The core 40 emotion categories are (from EMONET-VOICE, Appendix A.1):
Affection, Amusement, Anger, Astonishment/Surprise, Awe, Bitterness, Concentration, Confusion, Contemplation, Contempt, Contentment, Disappointment, Disgust, Distress, Doubt, Elation, Embarrassment, Emotional Numbness, Fatigue/Exhaustion, Fear, Helplessness, Hope/Enthusiasm/Optimism, Impatience and Irritability, Infatuation, Interest, Intoxication/Altered States of Consciousness, Jealousy & Envy, Longing, Malevolence/Malice, Pain, Pleasure/Ecstasy, Pride, Relief, Sadness, Sexual Lust, Shame, Sourness, Teasing, Thankfulness/Gratitude, Triumph.

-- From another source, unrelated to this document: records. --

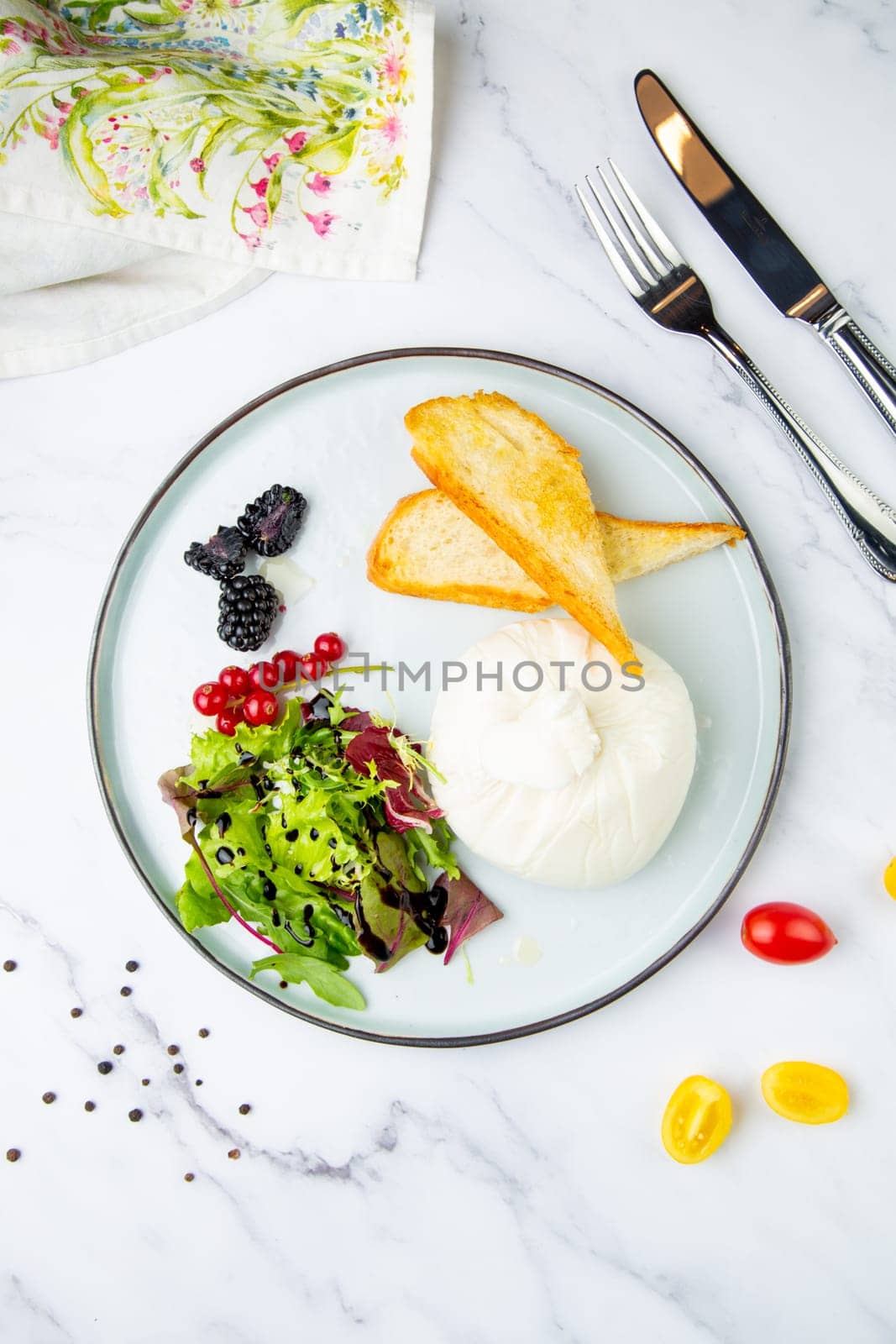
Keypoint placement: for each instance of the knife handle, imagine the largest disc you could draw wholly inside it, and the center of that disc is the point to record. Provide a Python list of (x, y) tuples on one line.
[(872, 371), (869, 522)]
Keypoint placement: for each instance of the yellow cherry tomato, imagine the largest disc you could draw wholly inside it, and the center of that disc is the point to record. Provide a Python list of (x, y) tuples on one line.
[(889, 878), (810, 1095), (698, 1120)]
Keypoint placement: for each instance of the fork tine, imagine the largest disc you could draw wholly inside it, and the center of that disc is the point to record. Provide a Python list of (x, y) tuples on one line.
[(664, 245), (658, 264), (634, 276), (625, 273)]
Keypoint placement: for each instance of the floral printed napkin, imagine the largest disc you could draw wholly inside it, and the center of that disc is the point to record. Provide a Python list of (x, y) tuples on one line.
[(275, 134)]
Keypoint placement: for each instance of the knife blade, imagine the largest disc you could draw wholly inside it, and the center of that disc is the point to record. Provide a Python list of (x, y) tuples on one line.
[(763, 249)]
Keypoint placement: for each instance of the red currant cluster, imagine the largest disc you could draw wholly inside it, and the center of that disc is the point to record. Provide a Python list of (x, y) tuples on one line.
[(246, 696)]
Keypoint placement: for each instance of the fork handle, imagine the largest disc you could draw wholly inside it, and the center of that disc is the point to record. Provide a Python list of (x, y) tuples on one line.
[(869, 367), (869, 522)]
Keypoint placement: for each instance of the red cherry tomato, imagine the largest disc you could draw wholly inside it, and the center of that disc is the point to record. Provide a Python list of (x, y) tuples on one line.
[(210, 698), (313, 667), (235, 680), (329, 647), (286, 660), (261, 707), (786, 933), (265, 675)]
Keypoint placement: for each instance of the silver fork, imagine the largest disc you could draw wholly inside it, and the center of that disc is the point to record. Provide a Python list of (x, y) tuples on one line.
[(665, 286)]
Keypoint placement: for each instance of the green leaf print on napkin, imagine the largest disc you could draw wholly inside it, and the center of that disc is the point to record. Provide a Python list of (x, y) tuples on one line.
[(176, 107)]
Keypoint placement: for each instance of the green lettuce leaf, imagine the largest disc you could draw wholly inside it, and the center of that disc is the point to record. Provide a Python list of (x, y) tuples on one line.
[(320, 976)]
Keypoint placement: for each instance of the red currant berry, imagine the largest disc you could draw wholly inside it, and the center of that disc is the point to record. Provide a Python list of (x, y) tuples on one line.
[(286, 660), (261, 707), (329, 647), (313, 667), (228, 719), (265, 675), (210, 698), (235, 680)]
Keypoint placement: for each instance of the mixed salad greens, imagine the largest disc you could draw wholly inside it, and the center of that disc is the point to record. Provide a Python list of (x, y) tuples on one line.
[(320, 837)]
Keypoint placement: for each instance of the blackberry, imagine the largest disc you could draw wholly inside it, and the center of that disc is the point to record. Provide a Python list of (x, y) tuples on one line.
[(221, 557), (248, 606), (271, 522)]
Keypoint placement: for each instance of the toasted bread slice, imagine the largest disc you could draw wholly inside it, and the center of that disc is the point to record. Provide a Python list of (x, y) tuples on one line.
[(426, 548), (524, 486)]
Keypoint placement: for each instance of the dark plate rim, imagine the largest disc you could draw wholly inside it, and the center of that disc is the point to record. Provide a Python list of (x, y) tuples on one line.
[(542, 367)]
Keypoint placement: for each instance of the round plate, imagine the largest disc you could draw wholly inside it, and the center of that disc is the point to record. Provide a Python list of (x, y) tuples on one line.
[(338, 436)]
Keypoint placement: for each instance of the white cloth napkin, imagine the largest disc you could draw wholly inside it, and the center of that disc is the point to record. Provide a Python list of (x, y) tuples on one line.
[(160, 158)]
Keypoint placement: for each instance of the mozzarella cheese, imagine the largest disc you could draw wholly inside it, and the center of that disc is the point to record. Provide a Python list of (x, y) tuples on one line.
[(551, 777)]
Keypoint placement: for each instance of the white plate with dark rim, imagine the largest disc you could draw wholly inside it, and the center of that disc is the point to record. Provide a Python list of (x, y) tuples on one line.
[(338, 434)]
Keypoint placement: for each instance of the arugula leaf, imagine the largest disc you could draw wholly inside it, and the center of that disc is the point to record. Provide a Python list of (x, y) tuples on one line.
[(432, 847), (320, 976), (197, 904)]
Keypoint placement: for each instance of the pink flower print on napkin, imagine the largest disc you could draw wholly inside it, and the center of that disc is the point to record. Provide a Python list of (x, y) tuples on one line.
[(391, 128), (258, 214), (322, 223)]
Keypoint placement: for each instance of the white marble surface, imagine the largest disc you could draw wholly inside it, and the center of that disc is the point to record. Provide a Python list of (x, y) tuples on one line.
[(517, 1193)]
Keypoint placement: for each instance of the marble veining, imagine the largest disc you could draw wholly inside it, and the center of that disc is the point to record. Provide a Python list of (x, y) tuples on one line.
[(516, 1193)]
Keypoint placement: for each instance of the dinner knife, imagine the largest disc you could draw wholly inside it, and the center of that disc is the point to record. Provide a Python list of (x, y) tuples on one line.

Additional vocal attributes (e.g., Valence, Arousal, Gender, Age, Pitch characteristics) are also predicted by corresponding MLP models in the suite. The full list of predictable dimensions can be inferred from the FILENAME_PART_TO_TARGET_KEY_MAP in the Colab notebook (Cell 2).


## Ethical Considerations

The EMONET-VOICE suite was developed with ethical considerations as a priority:

Privacy Preservation: The use of synthetic voice generation fundamentally circumvents privacy concerns associated with collecting real human emotional expressions, especially for sensitive states.

Responsible Use: These models are released for research. Users are urged to consider the ethical implications of their applications and avoid misuse, such as for emotional manipulation, surveillance, or in ways that could lead to unfair, biased, or harmful outcomes. The broader societal implications and mitigation of potential misuse of SER technology remain important ongoing considerations.